I am using a A100 server from GCP with the latest NGC container from nvidia. However for the support of DCNV2 i have to downgrade my pytorch version to 1.4.0. Whenever i initialise a tensor in gpu like torch.randn(3).cuda() the interpreter gets stuck and never finishes that command. Any help??

mrshenli · July 24, 2020, 9:37pm

hey @ptrblck, do you know if anyone can answer questions regarding using PyTorch cuda features on GCP/NGC?

cc @ngimel

gouthamvgk · July 24, 2020, 9:51pm

Solved!. After close to 10 mins the tensor gets initialised in gpu and from thereon no problem

ptrblck · July 25, 2020, 2:30am

The long startup time is most likely create due to a JIT compilation of the CUDA code, if your installed PyTorch version wasn’t built for compute capability 8.0 (A100).
This would be the case, if you’ve installed the 1.4 binary instead of building it from source.
We are working towards building the PyTorch nightly binaries with the latest library stack and cc8.0.
For now, you could either build from source or let the JIT compiler run in the first CUDA call.

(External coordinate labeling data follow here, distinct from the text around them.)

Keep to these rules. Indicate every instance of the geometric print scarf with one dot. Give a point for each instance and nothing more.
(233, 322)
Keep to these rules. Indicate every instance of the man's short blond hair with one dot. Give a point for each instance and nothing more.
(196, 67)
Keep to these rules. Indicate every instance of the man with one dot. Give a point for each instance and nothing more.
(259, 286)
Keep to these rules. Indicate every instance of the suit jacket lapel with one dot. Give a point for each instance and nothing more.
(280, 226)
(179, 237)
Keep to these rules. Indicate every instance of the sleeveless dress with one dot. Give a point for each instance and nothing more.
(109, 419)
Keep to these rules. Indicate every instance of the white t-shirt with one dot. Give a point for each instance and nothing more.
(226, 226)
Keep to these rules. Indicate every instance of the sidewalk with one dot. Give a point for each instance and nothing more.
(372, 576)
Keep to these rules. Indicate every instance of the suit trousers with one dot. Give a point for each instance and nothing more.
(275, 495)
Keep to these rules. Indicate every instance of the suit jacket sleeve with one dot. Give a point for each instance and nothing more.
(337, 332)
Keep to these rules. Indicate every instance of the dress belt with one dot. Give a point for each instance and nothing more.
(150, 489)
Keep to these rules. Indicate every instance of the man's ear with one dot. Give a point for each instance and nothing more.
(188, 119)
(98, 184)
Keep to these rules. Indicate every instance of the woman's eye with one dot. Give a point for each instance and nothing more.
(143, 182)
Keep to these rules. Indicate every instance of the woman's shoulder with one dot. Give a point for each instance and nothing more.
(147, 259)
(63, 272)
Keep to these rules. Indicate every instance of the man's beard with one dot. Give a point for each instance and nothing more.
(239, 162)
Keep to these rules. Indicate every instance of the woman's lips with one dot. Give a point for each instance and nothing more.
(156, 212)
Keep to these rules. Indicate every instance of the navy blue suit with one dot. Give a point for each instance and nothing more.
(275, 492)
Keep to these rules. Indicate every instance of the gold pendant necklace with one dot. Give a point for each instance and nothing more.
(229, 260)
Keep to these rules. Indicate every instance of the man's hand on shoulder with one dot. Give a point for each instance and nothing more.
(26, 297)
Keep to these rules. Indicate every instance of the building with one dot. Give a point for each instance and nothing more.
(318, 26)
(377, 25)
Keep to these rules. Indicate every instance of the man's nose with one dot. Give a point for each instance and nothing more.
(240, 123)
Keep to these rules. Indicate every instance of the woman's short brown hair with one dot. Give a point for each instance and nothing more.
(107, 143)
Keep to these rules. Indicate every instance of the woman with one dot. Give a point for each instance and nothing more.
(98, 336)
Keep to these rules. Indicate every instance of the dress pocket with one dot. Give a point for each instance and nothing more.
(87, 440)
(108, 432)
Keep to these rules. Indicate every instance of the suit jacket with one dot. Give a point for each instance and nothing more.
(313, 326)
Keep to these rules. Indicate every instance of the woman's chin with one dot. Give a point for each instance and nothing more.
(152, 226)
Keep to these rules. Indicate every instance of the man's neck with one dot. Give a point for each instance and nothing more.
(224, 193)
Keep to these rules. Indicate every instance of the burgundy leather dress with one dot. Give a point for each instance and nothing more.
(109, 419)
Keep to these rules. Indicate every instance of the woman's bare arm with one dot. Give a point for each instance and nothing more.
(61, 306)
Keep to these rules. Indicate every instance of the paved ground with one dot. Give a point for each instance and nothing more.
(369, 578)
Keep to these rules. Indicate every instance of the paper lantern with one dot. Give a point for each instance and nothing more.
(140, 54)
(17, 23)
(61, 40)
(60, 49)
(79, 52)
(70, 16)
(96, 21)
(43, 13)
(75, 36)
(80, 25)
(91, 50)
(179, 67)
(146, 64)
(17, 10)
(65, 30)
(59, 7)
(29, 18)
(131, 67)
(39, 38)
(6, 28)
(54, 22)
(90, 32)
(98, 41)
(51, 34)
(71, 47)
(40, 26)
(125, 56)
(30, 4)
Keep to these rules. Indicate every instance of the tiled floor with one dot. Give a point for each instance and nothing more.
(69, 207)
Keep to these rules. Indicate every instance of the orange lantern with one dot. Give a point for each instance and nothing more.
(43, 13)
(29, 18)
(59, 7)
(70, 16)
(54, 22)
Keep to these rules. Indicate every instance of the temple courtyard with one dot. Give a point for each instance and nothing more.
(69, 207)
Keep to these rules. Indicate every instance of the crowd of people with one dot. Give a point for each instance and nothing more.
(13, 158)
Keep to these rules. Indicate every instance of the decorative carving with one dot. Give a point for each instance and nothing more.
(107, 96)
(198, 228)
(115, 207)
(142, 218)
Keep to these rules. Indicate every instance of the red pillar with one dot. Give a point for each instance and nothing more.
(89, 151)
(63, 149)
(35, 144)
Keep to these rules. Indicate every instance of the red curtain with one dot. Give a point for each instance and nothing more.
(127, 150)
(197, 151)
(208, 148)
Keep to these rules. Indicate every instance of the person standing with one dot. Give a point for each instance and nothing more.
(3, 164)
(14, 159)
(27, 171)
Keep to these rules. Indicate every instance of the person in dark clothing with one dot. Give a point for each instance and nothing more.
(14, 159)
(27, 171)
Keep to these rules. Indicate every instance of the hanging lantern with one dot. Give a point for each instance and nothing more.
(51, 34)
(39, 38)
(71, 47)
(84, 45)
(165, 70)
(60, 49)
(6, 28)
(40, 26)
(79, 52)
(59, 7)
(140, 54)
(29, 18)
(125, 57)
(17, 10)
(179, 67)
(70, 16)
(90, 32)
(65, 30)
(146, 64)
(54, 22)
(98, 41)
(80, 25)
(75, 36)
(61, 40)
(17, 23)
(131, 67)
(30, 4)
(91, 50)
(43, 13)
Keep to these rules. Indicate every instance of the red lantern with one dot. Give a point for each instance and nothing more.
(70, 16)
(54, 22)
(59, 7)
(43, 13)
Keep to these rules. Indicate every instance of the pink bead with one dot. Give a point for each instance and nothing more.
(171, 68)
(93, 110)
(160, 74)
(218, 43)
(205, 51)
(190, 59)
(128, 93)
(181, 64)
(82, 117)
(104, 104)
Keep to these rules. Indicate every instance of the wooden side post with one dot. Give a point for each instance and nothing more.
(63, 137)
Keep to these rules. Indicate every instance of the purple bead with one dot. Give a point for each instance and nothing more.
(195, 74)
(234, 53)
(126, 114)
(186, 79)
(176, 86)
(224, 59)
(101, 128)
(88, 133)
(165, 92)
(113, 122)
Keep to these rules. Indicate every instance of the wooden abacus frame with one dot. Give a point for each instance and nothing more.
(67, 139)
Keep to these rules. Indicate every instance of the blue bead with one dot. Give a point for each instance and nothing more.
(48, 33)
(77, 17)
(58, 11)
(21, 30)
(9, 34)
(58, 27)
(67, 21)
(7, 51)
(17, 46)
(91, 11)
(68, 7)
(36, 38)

ngimel · July 26, 2020, 7:22pm

What is the issue with dcnv2 support in the latest ngc container?

Shenggan · August 31, 2020, 4:45am

Thanks for the reply. But I wonder that is it possible to build from source for old version PyTorch (for example version 1.4) with cuda11? Or is there any plan to support old version PyTorch for A100?

ptrblck · August 31, 2020, 4:17pm

There is no plan on changing older PyTorch versions to enable CUDA11 and thus new GPU architectures, so you would have to use the latest PyTorch version.

You could try to cherry-pick all commits mentioning CUDA11 in an older version and try to build it.
However, while it might work, what’s your use case that you need to use an old PyTorch version?

Shenggan · September 2, 2020, 1:11am

Thanks for the reply. I think porting to the latest version PyTorch is the best choice.